A light extraction layer 7 is provided on the viewer side of the sealing film 5, and the light extraction layer 7 and the substrate 1 are integrated via the sealing film 5.
Further, a convex portion 7a is formed on the light-emitting element side of the light extraction layer 7 corresponding to the position of the light-emitting element, and the refractive index lower than the light extraction layer 7 is between the convex portion 7a and the convex portion 7a. It is filled with a material having a refractive index (low refractive material layer).

In such a display device, the light emitted from the self-luminous element on the substrate 1 travels in all directions, but conventionally, it is totally reflected at the interface with the atmospheric layer and cannot be extracted outside. Since the light beam L2 traveling in the oblique direction is totally reflected by the inclined surface of the convex portion 7a of the light extraction layer 7, light can be extracted to the outside.
The convex shape is desirably inclined so as to open to the light exit surface side in order to effectively reflect light from the element in the front direction. For example, by giving a pyramid such as a cone, a triangular pyramid, a quadrangular pyramid, a truncated cone or a truncated pyramid shape at the element position, or a convex curved surface shape on the element side, oblique light emitted from the element is reflected on the inclined surface. It can be taken out effectively by total reflection. Alternatively, the same effect can be obtained by forming a V-shaped groove (concave portion) on the light incident surface side of the light extraction layer 7.
In addition, since light rays from adjacent pixels are blocked by the inclined surface of the convex portion 7a, color mixing is unlikely to occur, and a display with good resolution can be provided by using the configuration of this example.
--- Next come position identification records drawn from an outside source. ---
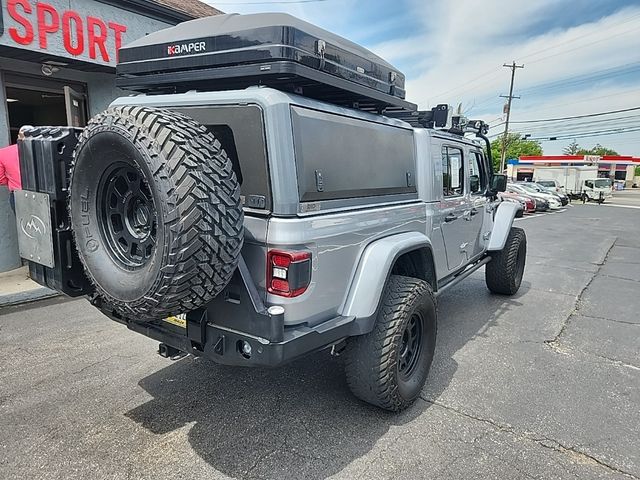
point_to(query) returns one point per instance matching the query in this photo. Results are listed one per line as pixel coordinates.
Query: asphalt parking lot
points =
(545, 384)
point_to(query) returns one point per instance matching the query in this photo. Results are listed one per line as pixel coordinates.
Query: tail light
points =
(288, 273)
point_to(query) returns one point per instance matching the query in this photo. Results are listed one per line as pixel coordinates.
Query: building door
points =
(76, 107)
(38, 101)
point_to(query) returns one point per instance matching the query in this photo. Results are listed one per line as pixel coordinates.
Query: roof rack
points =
(440, 117)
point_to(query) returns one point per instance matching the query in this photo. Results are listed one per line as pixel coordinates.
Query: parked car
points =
(182, 220)
(527, 189)
(519, 207)
(552, 184)
(528, 203)
(542, 204)
(564, 199)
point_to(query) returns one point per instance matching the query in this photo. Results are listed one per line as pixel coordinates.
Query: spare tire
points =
(155, 210)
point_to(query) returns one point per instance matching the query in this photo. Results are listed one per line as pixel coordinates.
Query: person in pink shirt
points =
(10, 167)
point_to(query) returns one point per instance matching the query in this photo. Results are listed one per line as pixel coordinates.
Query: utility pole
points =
(509, 97)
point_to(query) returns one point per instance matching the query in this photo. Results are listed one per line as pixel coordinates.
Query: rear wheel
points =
(155, 210)
(503, 274)
(389, 366)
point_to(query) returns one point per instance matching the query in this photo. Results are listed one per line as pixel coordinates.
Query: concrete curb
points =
(27, 296)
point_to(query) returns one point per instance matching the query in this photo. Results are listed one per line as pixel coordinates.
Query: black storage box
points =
(236, 51)
(45, 158)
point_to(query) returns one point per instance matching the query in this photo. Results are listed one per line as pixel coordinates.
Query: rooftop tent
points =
(235, 51)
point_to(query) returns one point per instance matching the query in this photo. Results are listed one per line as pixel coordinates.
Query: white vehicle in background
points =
(577, 181)
(530, 190)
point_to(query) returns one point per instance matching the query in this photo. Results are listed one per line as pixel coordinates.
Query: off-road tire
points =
(503, 274)
(188, 195)
(372, 360)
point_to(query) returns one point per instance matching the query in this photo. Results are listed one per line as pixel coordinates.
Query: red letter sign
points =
(45, 27)
(118, 30)
(27, 37)
(67, 30)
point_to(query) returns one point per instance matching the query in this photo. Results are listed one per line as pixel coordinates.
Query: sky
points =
(580, 57)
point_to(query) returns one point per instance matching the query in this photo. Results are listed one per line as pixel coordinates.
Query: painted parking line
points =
(620, 206)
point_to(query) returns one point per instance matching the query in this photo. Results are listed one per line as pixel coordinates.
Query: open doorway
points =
(33, 102)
  Further, the display device of the second example according to the present embodiment shown in FIG. 2 has a curved surface of the inclined surface of the convex portion 7a shown in FIG.
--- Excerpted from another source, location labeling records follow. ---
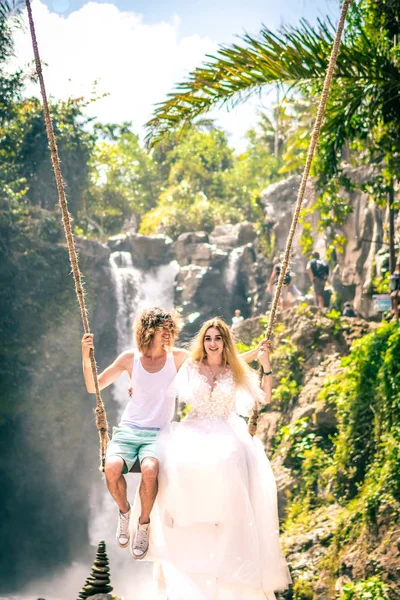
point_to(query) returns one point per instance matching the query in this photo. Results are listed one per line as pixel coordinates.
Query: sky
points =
(135, 51)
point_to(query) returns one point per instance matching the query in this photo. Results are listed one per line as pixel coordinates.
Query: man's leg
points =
(148, 487)
(116, 482)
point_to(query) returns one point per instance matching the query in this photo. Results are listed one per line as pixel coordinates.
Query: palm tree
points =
(364, 102)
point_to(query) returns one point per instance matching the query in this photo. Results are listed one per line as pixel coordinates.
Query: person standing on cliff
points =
(318, 273)
(151, 369)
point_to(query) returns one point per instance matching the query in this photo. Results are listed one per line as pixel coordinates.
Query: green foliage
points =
(303, 588)
(203, 184)
(123, 181)
(368, 589)
(298, 439)
(367, 403)
(287, 363)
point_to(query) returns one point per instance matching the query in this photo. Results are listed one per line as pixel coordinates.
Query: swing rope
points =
(253, 421)
(101, 416)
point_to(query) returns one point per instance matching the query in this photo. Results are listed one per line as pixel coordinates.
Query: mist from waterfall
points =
(135, 290)
(231, 271)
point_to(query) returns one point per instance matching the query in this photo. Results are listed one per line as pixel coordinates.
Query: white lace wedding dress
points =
(214, 529)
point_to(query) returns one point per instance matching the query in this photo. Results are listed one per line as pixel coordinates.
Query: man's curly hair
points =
(151, 320)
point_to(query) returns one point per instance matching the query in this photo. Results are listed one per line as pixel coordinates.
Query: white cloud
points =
(136, 63)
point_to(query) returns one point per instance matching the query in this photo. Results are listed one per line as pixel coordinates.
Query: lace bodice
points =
(206, 402)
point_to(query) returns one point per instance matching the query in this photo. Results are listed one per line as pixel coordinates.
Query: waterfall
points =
(231, 270)
(135, 290)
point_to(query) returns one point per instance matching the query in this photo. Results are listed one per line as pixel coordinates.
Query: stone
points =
(199, 253)
(325, 416)
(118, 242)
(95, 251)
(249, 329)
(230, 236)
(150, 250)
(193, 237)
(98, 582)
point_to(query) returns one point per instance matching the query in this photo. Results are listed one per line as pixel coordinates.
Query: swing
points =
(101, 417)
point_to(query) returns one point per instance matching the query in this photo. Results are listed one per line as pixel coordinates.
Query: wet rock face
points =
(231, 236)
(217, 275)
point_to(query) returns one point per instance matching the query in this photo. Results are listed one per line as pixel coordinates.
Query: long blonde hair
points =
(230, 355)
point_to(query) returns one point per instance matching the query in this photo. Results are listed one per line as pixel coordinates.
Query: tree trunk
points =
(392, 255)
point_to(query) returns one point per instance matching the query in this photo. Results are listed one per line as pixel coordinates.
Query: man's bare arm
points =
(180, 356)
(251, 355)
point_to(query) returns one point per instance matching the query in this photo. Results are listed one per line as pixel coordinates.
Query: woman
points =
(215, 528)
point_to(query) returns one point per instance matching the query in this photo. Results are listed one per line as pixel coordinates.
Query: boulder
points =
(230, 236)
(150, 250)
(200, 253)
(95, 252)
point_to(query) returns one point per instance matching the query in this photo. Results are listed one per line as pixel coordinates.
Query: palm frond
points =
(10, 8)
(296, 57)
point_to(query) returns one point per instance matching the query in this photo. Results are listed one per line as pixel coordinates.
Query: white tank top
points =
(152, 405)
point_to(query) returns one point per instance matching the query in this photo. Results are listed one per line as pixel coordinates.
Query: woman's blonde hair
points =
(151, 320)
(230, 355)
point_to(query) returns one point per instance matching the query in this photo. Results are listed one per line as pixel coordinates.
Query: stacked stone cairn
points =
(98, 581)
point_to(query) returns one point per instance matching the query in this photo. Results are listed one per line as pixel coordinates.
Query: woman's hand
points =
(263, 355)
(87, 345)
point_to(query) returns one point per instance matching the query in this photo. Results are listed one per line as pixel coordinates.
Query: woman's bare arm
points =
(110, 374)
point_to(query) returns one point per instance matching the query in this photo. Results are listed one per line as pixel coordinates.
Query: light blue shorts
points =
(132, 445)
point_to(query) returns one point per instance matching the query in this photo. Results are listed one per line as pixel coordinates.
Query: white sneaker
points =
(140, 543)
(123, 529)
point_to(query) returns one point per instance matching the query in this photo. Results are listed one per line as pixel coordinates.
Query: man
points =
(284, 300)
(394, 286)
(151, 368)
(348, 310)
(318, 274)
(236, 320)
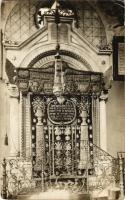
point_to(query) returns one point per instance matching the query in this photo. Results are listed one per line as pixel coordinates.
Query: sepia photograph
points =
(62, 99)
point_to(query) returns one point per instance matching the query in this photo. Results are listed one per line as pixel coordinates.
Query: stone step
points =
(54, 196)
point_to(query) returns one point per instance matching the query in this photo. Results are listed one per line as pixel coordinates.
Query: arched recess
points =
(78, 60)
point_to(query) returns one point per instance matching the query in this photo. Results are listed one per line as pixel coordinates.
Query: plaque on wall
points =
(119, 58)
(61, 113)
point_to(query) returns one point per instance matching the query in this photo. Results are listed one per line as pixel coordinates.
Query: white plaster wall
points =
(116, 118)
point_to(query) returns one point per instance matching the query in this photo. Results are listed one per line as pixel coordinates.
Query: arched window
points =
(90, 25)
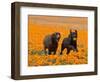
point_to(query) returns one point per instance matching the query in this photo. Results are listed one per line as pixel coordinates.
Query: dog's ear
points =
(76, 31)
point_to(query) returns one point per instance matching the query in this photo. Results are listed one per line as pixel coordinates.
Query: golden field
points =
(40, 26)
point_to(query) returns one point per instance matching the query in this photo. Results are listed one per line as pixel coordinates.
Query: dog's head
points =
(56, 36)
(73, 34)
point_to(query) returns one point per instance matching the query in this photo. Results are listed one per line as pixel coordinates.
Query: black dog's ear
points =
(70, 30)
(76, 31)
  Furthermore, as shown in FIG. 3, in the display device of the third example according to the present embodiment, a convex portion 8 is formed on the light emission surface side of the light extraction layer 7 corresponding to the position of the light emitting element. . By forming the convex portion 8, the oblique light emitted from the light emitting element can be refracted in the front direction, and the front luminance of the screen can be increased. The convex shape includes a lens structure such as a microlens, a lenticular lens, and a Fresnel lens, a pyramid structure such as a triangular frustum and a quadrangular pyramid, a pyramid such as a triangular pyramid and a quadrangular pyramid, and a cone like a cone. The body is mentioned.
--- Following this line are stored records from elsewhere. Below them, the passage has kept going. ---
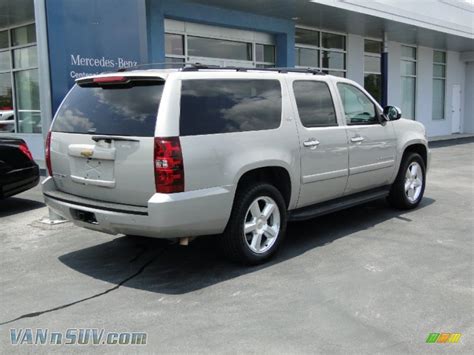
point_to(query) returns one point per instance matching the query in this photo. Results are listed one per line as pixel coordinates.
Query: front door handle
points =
(357, 139)
(311, 143)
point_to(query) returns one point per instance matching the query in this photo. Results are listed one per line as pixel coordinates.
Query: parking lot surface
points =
(364, 280)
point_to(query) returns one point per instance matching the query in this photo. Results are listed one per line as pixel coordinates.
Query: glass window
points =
(29, 122)
(408, 81)
(409, 52)
(439, 70)
(27, 101)
(223, 106)
(314, 102)
(5, 60)
(7, 115)
(174, 44)
(27, 89)
(438, 98)
(307, 57)
(371, 46)
(333, 60)
(25, 57)
(408, 96)
(218, 48)
(408, 67)
(333, 41)
(309, 37)
(373, 84)
(129, 111)
(358, 108)
(19, 74)
(23, 35)
(439, 85)
(439, 57)
(265, 53)
(372, 64)
(4, 39)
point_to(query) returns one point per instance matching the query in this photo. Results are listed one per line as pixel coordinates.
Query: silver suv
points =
(235, 152)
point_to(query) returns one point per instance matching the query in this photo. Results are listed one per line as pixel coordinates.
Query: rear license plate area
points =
(84, 216)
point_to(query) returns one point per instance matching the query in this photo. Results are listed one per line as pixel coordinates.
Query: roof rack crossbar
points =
(188, 67)
(199, 66)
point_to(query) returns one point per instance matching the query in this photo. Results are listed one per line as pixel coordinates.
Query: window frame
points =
(374, 103)
(184, 57)
(322, 49)
(415, 61)
(12, 70)
(374, 55)
(332, 99)
(444, 78)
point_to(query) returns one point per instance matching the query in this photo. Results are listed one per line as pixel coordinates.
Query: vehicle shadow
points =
(171, 269)
(14, 205)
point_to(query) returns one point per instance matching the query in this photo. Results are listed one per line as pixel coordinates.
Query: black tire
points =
(234, 242)
(398, 198)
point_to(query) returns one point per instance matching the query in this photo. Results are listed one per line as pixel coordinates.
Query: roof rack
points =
(163, 65)
(198, 66)
(188, 67)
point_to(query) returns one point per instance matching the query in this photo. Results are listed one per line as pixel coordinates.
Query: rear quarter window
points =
(211, 106)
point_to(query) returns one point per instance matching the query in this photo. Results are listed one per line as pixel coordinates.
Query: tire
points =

  In the first example shown in FIG. 1, the space between the convex portions 7a on the light incident surface side of the light extraction layer 7 and the convex portions 7a may be filled with an air layer. By making the low refractive index layer an air layer, the critical angle of the interface becomes small, so that light from the light emitting element can be totally reflected more efficiently.

Hereinafter, the detailed configuration and operation of the present embodiment will be specifically described.
First, in FIG. 1, light emitted from the light emitting elements on the substrate 1 travels in all directions as diffused light. In that case, the light beam L1 traveling at an angle not so inclined from the normal direction of the substrate reaches the light exit surface as it is after entering the light extraction layer 7 and is emitted to the outside. Further, the light L2 tilted by a certain inclination angle or more from the normal direction of the substrate 1 is totally reflected by the inclined surface 7b of the convex portion 7a of the light extraction layer 7, and then reaches the light emission surface 7c of the light extraction layer 7. Refracted at the interface and emitted to the outside.
Here, the shape of the inclined surface 7b may be a planar shape as shown in FIG. 1 (first example), or may be a shape including a part of a curved surface as shown in FIG. 2 (second example). There may be. When the inclined surface 7b is a flat surface, a part of light rays whose incident angle with respect to the inclined surface does not reach the critical angle is transmitted to the low refractive index material layer. Exceeds the critical angle, the light from the light emitting element can be reflected efficiently.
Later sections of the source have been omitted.